第15話

 やがて双方からの精神的な圧力に、男が堪えきれず息を吐いた直後。耳をつんざく破裂音が、広場に木霊こだました。


「あ――」


 地面を濡らす血潮に、男は腰を抜かして銃を手放す。周囲からも悲鳴とどよめきが沸き起こり、先程までの威勢は見る影もなくなっていた。


「……ふふ。一体どちらが“悪魔”なのだろうね?」


 仮面を砕かれたサフィラスが静かに嘲笑うと、背後から母親の震えた声が聞こえる。


「ご、ごめんなさい……! 私のせいで、あなたを酷い目に合わせてしまって……! 怪我は大丈夫ですか!?」

「問題ないよ。単なる掠り傷さ」


 サフィラスは頬を伝う血を手の甲で拭うと、村人に最後の審判を下す。


「――Livestraeh悪しき心,ErupStraeh無垢なる心Eh,Anracnier転生せよ


 彼の言葉に呼応した血痕は大地を駆け巡り、村を覆う紅い陣を描いていく。やがて村人達は農具を手放すと、染まりゆく空を仰いだ。



◇◇◇



 少年は一人、朝焼けに目を覚ます。そして大きく腕を伸ばすと、きょろきょろと周囲を見渡した。

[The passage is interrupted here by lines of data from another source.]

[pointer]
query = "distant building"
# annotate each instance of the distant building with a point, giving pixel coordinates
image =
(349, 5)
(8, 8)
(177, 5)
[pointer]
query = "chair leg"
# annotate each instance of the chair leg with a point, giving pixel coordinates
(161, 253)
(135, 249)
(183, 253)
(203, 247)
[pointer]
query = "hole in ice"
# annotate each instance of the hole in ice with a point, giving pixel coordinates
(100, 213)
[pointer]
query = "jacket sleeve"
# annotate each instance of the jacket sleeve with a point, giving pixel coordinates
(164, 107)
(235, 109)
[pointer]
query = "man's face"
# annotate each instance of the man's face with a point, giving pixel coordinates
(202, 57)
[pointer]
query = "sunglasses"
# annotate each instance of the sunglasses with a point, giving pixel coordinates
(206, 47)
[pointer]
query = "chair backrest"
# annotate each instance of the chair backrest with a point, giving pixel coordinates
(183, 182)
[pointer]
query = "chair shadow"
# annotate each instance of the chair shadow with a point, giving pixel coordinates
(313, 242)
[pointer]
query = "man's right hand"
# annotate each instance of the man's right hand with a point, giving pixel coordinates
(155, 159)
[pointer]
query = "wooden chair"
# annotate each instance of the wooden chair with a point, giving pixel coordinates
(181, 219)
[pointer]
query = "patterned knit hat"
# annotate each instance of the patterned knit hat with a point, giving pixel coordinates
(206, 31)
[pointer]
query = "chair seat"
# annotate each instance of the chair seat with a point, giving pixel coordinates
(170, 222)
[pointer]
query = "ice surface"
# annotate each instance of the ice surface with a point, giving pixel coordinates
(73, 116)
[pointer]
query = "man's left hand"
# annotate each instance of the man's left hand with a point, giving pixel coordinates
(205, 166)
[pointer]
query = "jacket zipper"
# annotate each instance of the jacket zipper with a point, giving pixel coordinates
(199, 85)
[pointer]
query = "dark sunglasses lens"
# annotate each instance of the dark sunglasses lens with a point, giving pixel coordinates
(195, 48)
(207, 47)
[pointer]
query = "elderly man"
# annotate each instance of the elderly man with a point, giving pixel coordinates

「あれ……オレ、こんなとこで何やってたんだっけ……?」


 思い出そうとすると激しい頭痛に襲われ、その不快感に少年は、大人しく村へ戻ることにした。


◇◇◇


 やがて村に辿りついた少年は、手を取り合い田畑を耕す人々に頬を抓る。


『夢じゃない……一体どうなってるんだ?』


 荒れ果てていたうねからは、青々とした葉が所狭しと顔を出しており、子供達は泥に塗れながら、嬉々としてそれを引き抜いている。大人達はその様子を見守りながら、時折助言を行っていた。そして傍らには山盛りの籠が置かれており、少年は訝しむ。


『こんなに豊かだったか……? いや、違う。食いもんなんて、奪い合うくらい少なかったはずだ。 ……オレ、もしかしたら違う村に来ちまったのか?』

「お、ようやく戻ってきたのか」

「っ、誰だ!?」


 少年が慌てて振り返ると、背後にはくわを持った男が立っていた。


「アンタは――」

「随分と他人行儀じゃねえか、スウェル。それに何だ?その警戒心丸出しの構えは。どっかで頭でもぶつけたか?」


 男はケラケラと笑うと、背負っている籠から大振りの野菜を二本取り出す。


「ほら、お前さんとカノハさんの分。“良いメニューが浮かんだ”って張り切ってたから、さっさと帰って顔を見せてやんな」

「……分かった。

「おう! 良いってことよ!」


 少年は会釈をすると、足早にその場を立ち去る。


『アイツ――まるで人が変わったみたいだ。どうして平気な顔して、俺に話しかけてきたんだ? 今まで散々、オレと母さんに嫌がらせをしてきたくせに』


 底知れぬ恐怖に冷や汗をかいていると、突如正面から抱き留められる。


「わっ!?」

「お帰りなさい、スウェル!」

「か、母さん!?」

「ええ。正真正銘、あなたのお母さんのカノハよ。 ……お母さんの顔、忘れちゃった?」

「いや、えっと――」


 母親の顔を見つめていると、次第に記憶が曖昧になっていく。焦燥感に駆られて俯くと、膝に白いハンカチが結ばれているのが見えた。


『……オレは昨日、どうして村の外へ? 何か、誰か大切な人を忘れて――』

「ふふっ、“もっと遠くから篝火かがりびを見るんだ!”なんて言って、村を飛び出しちゃった時には驚いたわ。お祭りが、よっぽど楽しかったのね」


 顔を上げると、母親が悪戯っぽく笑っていた。少年は目を見開くが、次の瞬間には表情を綻ばせる。


「――ああ! まさか、そのまま洞穴で寝るとは思わなかったぜ!」

「まったくもう、誰に似たのかしら。 ――さあ! 冷めないうちに、朝ごはんを食べるわよ。今日は普段と違う料理に挑戦したから、後で感想を聞かせてね?」

「やった! 楽しみだぜ!」


 少年は母親の手を握ると、浮足立ちながら自宅を目指す。其処そこにはもう、ただ平和な日常が在るばかりだった。